What else is really left for Nick Saban to accomplish in college football?
He has six national championships — five at Alabama — and his team is the favorite to win again this season. Should the Crimson Tide take down Oklahoma in the College Football Playoff semifinal and then the winner of the Notre Dame-Clemson game, it would be Saban’s first back-to-back national championship since, oh, the 2011-12 and 2012-13 seasons.
There’s little doubt he’s the greatest college football coach of all time. So, maybe now is the perfect opportunity for another team, like the Green Bay Packers, to lure Saban back to the NFL. That’s the argument ESPN’s Ryan Clark made Tuesday on Get Up.

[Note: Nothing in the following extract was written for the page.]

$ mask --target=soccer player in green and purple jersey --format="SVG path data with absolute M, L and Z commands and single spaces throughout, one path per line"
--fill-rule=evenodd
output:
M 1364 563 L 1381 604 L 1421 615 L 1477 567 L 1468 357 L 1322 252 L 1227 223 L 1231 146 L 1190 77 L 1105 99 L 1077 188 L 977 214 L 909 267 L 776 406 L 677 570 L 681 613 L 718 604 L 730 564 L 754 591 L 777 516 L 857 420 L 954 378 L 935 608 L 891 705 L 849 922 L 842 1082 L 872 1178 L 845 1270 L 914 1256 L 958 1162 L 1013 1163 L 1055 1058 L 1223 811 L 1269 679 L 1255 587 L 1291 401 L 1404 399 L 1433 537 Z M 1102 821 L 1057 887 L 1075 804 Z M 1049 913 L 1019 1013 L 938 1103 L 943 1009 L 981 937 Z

Speaking with Mike Greenberg about the Packers — who have been eliminated from playoff contention and fired coach Mike McCarthy this season — Clark said:
“If you’re Green Bay right now, you sell the [farm]. You sell the [farm]. You send everybody to Tuscaloosa, Alabama, and you try to get Nick Saban to leave Alabama and become the coach. When you look at quarterback-coach relationships — Sean Payton and Drew Brees, Bill Belichick, Tom Brady — there is mutual respect and accountability there.
“There is no one who can hold Aaron Rodgers more accountable than Nick Saban. If he asks for $10 million, you give it to him. Nothing left to prove in Tuscaloosa. He’s the guy you need.”
As Greenberg pointed out, maybe Clark is able to shed light on Saban’s potential mindset since the former NFL safety and Super Bowl champion played for the 67-year-old coach back when they were both at LSU.
Knowing the best anyone can do here is speculate, is this even an offer Saban — who’s currently the highest-paid college coach and making $8.3 million a year, according to USA TODAY Sports — would consider?
“I wouldn’t leave a school that put a statue of while I was alive either, but for Nick Saban, there’s nothing else to prove there. It’s time to take on another challenge, and this is a guy who loves challenges. (The Packers) have an all-time great quarterback — why not go get the all-time greatest coach in college football history?”